Insieme alle storie, drammatiche, di Anna ed Irina ce ne sono altre. A centinaia, purtroppo. E, forse, fa ancora più male sapere che ce ne sono di peggiori: centinaia di bambini sono infatti spariti. Deportati e finiti in mano ad organizzazioni criminali.

L’ambasciatore ucraino alle Nazioni Unite, Sergiy Kyslytsya, ha accusato la Russia di aver trasferito nel Paese con la forza 121 mila bambini ucraini. Dopodiché Mosca ha varato una legge per semplificare e accelerare le procedure di adozione.

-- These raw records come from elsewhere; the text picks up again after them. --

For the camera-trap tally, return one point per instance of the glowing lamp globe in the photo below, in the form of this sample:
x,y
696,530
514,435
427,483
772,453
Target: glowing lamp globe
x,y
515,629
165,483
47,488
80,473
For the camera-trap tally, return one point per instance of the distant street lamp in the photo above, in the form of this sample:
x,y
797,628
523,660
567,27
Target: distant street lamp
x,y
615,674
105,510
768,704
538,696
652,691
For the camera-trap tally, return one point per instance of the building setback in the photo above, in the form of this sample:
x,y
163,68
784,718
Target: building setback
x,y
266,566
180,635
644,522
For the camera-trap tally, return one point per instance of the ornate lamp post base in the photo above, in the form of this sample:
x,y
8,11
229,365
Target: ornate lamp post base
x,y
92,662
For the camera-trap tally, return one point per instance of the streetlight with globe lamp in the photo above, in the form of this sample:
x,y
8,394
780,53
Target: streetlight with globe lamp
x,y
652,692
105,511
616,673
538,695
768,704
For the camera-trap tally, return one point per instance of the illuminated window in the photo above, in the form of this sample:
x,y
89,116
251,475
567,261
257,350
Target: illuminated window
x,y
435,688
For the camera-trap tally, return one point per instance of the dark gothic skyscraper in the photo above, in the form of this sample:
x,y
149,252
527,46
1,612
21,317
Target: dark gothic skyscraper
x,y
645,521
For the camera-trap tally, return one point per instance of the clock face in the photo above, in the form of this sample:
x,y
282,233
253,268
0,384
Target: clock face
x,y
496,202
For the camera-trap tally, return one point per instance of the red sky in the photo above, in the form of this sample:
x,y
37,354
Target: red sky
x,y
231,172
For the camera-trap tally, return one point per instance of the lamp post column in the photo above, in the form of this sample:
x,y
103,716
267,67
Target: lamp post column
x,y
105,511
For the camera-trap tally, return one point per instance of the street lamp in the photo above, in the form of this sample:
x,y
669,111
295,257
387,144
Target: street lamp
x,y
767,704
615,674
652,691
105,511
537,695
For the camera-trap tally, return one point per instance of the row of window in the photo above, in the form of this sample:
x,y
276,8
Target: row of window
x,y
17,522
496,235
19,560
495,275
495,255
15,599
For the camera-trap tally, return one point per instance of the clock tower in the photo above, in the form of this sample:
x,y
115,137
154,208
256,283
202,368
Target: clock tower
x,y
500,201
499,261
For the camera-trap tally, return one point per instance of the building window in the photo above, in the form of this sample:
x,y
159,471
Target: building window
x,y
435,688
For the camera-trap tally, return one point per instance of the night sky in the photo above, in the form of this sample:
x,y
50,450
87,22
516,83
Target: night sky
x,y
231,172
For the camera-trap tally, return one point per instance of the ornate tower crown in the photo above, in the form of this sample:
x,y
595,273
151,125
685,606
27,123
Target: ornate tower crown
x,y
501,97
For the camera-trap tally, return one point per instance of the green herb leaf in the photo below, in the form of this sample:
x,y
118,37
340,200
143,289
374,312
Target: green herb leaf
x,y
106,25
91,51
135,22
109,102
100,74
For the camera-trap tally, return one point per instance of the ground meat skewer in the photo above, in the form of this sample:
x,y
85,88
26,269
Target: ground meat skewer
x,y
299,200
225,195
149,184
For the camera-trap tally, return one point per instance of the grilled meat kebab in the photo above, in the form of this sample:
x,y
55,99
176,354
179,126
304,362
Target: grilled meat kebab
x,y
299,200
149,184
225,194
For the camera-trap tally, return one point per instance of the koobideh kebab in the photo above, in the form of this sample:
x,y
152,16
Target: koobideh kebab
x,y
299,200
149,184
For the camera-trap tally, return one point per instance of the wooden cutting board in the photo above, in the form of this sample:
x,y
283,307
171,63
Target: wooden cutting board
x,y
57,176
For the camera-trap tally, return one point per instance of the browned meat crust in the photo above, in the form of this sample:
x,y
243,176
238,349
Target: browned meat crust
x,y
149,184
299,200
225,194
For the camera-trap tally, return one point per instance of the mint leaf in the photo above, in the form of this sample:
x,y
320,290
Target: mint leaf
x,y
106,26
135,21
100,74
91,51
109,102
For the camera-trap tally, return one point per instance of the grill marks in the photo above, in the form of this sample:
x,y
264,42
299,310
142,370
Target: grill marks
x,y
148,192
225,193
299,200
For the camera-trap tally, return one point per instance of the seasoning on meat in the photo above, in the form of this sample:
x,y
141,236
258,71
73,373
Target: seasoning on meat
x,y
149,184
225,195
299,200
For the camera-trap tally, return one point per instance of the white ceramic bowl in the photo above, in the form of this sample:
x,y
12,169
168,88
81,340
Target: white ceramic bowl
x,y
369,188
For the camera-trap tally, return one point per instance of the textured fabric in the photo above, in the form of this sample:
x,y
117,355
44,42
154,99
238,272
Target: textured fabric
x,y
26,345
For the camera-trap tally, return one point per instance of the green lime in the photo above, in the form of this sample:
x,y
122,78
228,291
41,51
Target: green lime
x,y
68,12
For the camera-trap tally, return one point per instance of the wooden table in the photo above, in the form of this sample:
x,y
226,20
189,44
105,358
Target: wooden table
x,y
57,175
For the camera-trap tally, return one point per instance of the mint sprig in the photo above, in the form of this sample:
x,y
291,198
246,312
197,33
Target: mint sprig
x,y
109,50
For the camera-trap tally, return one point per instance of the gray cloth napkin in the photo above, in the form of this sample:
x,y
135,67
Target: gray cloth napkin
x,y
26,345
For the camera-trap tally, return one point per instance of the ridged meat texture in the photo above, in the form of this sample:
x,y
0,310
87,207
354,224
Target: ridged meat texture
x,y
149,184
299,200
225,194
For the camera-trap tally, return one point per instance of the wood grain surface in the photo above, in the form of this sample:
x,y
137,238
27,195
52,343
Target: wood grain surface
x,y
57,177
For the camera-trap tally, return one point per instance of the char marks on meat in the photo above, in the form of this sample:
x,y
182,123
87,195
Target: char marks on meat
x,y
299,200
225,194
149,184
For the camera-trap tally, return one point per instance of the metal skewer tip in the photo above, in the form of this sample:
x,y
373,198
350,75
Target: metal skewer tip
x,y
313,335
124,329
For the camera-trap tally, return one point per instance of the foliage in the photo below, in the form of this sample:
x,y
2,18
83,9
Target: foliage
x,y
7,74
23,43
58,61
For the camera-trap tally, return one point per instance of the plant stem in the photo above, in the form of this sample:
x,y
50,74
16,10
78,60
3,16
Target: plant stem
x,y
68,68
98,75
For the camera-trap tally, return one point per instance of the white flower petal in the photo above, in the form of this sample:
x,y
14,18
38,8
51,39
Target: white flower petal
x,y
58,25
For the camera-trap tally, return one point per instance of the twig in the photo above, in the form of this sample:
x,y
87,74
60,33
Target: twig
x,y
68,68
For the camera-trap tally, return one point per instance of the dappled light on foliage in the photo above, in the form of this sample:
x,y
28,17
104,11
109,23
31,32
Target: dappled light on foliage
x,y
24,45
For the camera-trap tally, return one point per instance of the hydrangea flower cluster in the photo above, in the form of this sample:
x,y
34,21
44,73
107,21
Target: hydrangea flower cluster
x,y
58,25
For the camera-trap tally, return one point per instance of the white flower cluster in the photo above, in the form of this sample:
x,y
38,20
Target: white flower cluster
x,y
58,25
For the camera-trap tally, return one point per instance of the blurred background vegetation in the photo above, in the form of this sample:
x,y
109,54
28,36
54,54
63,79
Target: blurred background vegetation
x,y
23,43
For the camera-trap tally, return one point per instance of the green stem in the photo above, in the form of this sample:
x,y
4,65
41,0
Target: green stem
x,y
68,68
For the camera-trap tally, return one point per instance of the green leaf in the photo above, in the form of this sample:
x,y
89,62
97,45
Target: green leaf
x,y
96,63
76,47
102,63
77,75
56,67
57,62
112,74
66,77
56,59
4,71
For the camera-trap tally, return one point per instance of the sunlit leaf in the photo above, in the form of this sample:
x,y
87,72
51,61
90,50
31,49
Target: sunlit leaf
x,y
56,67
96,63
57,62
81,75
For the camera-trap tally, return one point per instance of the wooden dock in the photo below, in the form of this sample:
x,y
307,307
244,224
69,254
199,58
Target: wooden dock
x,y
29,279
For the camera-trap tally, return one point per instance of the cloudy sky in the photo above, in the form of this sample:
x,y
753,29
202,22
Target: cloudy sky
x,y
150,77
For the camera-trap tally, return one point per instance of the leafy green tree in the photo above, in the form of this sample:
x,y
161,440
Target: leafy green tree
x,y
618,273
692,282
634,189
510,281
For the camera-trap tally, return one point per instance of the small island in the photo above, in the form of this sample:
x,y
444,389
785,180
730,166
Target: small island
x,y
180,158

A Mariupol scompaiono i minori. Il gruppo per i diritti umani Crimean Human Rights denuncia che l’esercito russo ha portato via con la forza da Mariupol 150 bambini, 100 dei quali erano in ospedale perché malati e feriti.

Complessivamente, le cifre a disposizione delle Nazioni Unite sono a dir poco spaventose. In queste otto settimane dall’inizio della guerra di Putin, dei 7 milioni di bambini ucraini oltre 4 e mezzo sono sfollati. Portano con sé poche cose, qualche gioco, un peluche, una bambola, dei lego, una macchinina per tentare di sfuggire con la mente alla realtà. Quelli rimasti nelle loro case sopravvivono vagando tra le mura nell’angoscia senza cibo, senza luce, senz’acqua, accuditi dalle madri o dai nonni.

L’Unhcr, infne, ha quantificato al 22 aprile 172 bambini uccisi e 229 feriti: la più grande tragedia europea dai tempi della Seconda guerra mondiale.